13. Section 76 of the Children’s Act in particular provides for the principles with regard to proceedings in the Children’s Court among them;
a) The ascertainable feelings and wishes of the child concerned with reference to the child’s age and understanding.
b) ---------------
b) The likely effect on the child of any change in circumstances.
c) The child’s age, sex, religious persuasion and cultural background.
d) Any harm the child may have suffered, or is at risk of suffering.
14. The above in my opinion, is what is applicable in the dispute before me.
15. In this regard, it is my considered view that the best interest of the child overrides any other factor. That is, the best interest of the child is the paramount consideration in the present circumstances. The convenience of the parents and or any other person becomes secondary. This is why I disagree respectfully with the submissions of the applicants that the mere fact they reside in Kaptagat as defendants, is sufficient enough to warrant this court to order transfer of the case from Kehancha to Eldoret.
16. As rightly held in In re Estate of RNM (supra),the Magistrate’s Court’s Act Cap 10 Laws of Kenya Section 3(2) gives the Court Countrywide jurisdiction to hear and determine any suit notwithstanding where the defendant resides or where the cause of action arose. This position was buttressed in Mohamed Sitabani vs George MwangiH.C.C.A No. 13 of 2002.
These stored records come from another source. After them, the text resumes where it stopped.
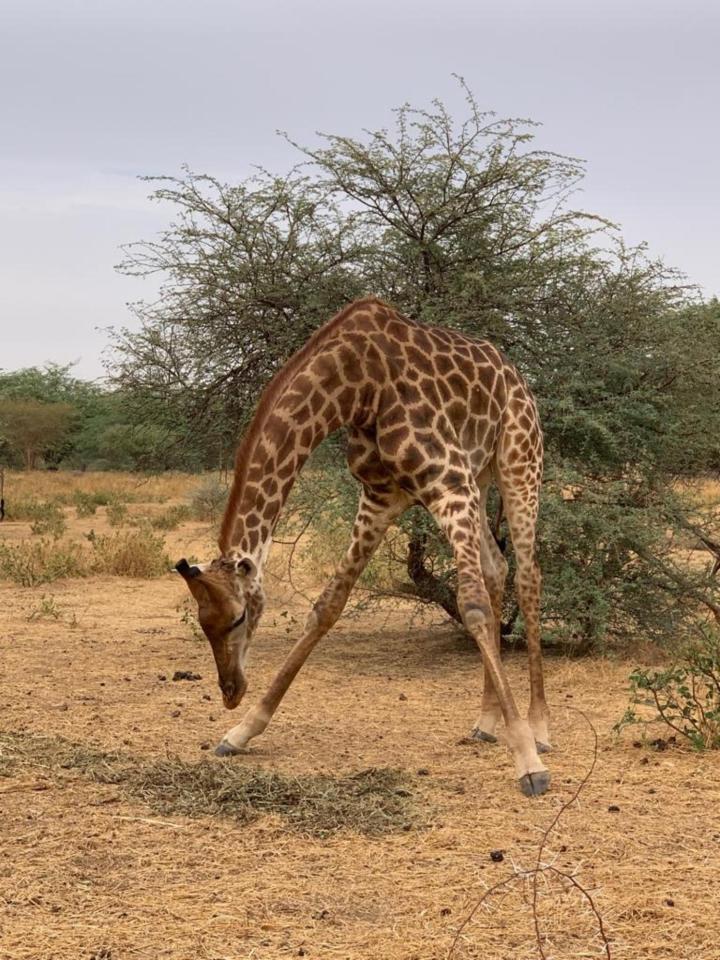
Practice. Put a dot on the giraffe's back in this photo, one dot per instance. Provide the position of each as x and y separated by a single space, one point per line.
436 400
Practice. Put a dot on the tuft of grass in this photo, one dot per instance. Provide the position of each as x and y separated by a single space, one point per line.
207 501
372 802
116 513
33 562
171 518
49 520
133 553
47 609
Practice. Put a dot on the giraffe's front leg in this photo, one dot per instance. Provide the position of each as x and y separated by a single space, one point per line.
252 725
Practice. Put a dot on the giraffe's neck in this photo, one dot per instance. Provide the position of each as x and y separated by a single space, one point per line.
294 416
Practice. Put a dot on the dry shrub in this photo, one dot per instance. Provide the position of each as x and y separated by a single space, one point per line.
61 485
116 513
171 518
371 802
49 520
41 561
28 508
132 553
207 501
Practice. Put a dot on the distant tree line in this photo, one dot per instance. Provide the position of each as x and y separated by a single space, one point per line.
50 419
462 224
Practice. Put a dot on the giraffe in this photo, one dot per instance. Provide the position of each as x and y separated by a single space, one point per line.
433 418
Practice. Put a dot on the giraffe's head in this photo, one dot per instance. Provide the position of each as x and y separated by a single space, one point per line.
230 600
17. The above observation cements the ideal that the paramount consideration in Children Cases, is the best interest of the child. It matters not the financial constraints that may be borne by either parent if the same has no bearing on the best interest of the child. I also take judicial notice of the fact that quite often than not, in children cases, the presence of the child may not be required in court, unless it is extremely necessary. See In re ANM (Minor) [2021] eKLR.
18. In SMM vs AM [2020] eKLR the Court held that:
“Regarding witnesses’ and children’s residence being Nairobi and Kitui, one would have to look at the nature and character of the proceedings. This is a children’s matter where the children are aged between 6-11 years. The entire suit revolves around custody and maintenance. These are issues which can be determined even in the absence of the children unless under exceptional circumstances the court decides to interview them. The case can be conducted without necessarily calling children to attend court. Further still, with the electronic case management directions in place, witnesses if necessary can testify virtually.”
19. It is also in the best interest of the minor that the case be heard and determined expeditiously. Any transfer will merely delay the finalization of the case.
20. The upshot is that the application herein is not merited and the same is dismissed with no order as to costs.
Dated, Signed and Delivered at Eldoret this 25th day of January 2022.